Lobby group Amnesty International has condemned as “outrageous” the hanging of nine Sudanese men convicted of beheading a newspaper editor in 2006.

“They were arbitrarily arrested, tortured and then subjected to an unfair trial,” said the body’s deputy Africa director Tawanda Hondora.

They were hanged in a prison in the capital, Khartoum, in front of relatives of the editor, Mohammed Taha.

The men, from Darfur, were apparently upset by an article in Mr Taha’s paper.

His decapitated body was found on a dirt road a day after he had been abducted from his home in Khartoum.

Groups of women were wailing outside the jail after the executions, reports the Reuters news agency.

Ten people were initially convicted of the murder but one was later acquitted.

A defence lawyer said an article in Mr Taha’s al-Wifaq newspaper had angered members of the Darfur community by downplaying the scale of rape in the Darfur conflict and insulting women from the region.

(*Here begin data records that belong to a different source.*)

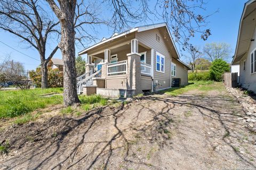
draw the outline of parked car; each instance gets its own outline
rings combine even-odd
[[[8,84],[7,83],[2,83],[1,84],[1,87],[9,87],[9,84]]]

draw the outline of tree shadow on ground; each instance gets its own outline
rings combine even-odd
[[[37,131],[32,131],[31,134],[27,132],[36,140],[28,147],[27,141],[23,139],[20,147],[26,146],[26,149],[21,150],[19,156],[8,158],[0,168],[89,169],[96,167],[107,169],[113,166],[114,159],[137,167],[159,169],[159,165],[149,165],[145,161],[145,158],[134,155],[134,146],[154,144],[157,149],[164,146],[171,147],[170,129],[177,128],[180,123],[174,114],[182,106],[193,108],[202,116],[218,121],[226,133],[233,134],[235,130],[231,128],[231,125],[243,125],[237,121],[237,118],[241,115],[232,113],[232,108],[228,108],[223,104],[230,102],[234,100],[221,96],[183,95],[159,98],[153,95],[134,101],[131,106],[122,104],[117,108],[108,106],[97,108],[78,117],[54,117],[42,125],[25,126],[24,129],[28,130],[35,125],[41,126]],[[159,106],[152,107],[153,105]],[[148,117],[142,123],[142,118],[146,113],[148,114]],[[106,137],[102,132],[100,133],[102,138],[93,138],[93,140],[89,140],[89,134],[92,132],[98,133],[98,126],[102,124],[106,124],[111,131],[106,134]],[[52,133],[53,130],[55,133]],[[250,129],[246,130],[251,132]],[[21,135],[13,133],[14,135]],[[76,138],[72,140],[74,135]],[[253,165],[249,158],[238,152],[227,138],[223,135],[222,140],[233,149],[233,152],[247,165]],[[15,146],[15,142],[19,141],[13,142]]]

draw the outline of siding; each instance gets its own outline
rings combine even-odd
[[[141,75],[141,89],[151,90],[152,89],[152,78],[149,76]]]
[[[176,76],[172,76],[172,78],[180,78],[181,86],[187,85],[188,82],[188,70],[183,69],[183,65],[179,61],[172,59],[172,62],[176,64]]]
[[[126,89],[126,74],[112,75],[107,76],[106,79],[106,88],[108,89]]]
[[[160,36],[160,41],[156,40],[156,36],[157,34]],[[150,47],[154,49],[154,83],[156,81],[159,86],[156,87],[156,89],[163,89],[170,87],[170,70],[171,70],[171,55],[169,52],[164,39],[162,36],[159,30],[157,29],[139,32],[136,33],[136,38],[139,42]],[[165,72],[161,73],[156,71],[156,52],[161,53],[165,56]],[[151,54],[150,54],[151,55]],[[148,60],[148,58],[147,58]],[[150,59],[151,60],[151,57]]]
[[[256,36],[256,30],[253,37]],[[240,60],[240,83],[242,86],[256,93],[256,73],[251,74],[251,53],[256,48],[256,41],[251,42],[248,52]],[[246,60],[245,71],[243,70],[244,60]]]

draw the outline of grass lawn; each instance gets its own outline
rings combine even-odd
[[[32,115],[30,112],[44,108],[51,105],[61,104],[63,96],[61,95],[44,95],[52,93],[62,94],[63,88],[36,88],[28,90],[0,91],[0,118],[14,117],[21,115],[15,122],[22,124],[36,119],[40,113]],[[99,95],[86,96],[79,95],[81,108],[83,110],[89,110],[95,107],[106,105],[107,100]],[[82,111],[81,111],[82,112]],[[74,110],[71,107],[63,108],[61,112],[64,114],[81,113]]]
[[[0,91],[0,118],[16,117],[37,108],[61,104],[62,95],[42,95],[53,92],[62,93],[62,91],[63,88],[60,88]]]
[[[213,90],[221,90],[224,86],[221,82],[213,81],[195,81],[189,82],[189,84],[181,87],[174,87],[160,91],[165,95],[177,96],[189,90],[198,90],[202,91],[209,91]]]

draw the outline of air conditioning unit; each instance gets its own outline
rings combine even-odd
[[[179,87],[180,84],[180,78],[172,78],[172,87]]]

Despite being an Islamist himself, Mr Taha had sparked angry demonstrations when in 2005 he reprinted an article questioning the roots of the Prophet Muhammad.

He was put on trial for blasphemy but the charges were later dropped.

Mr Taha had been the target of an assassination attempt five years previously after writing an article which criticised the ruling National Congress Party.

Despite his controversial past, thousands of weeping mourners attended Mr Taha’s funeral in September 2006.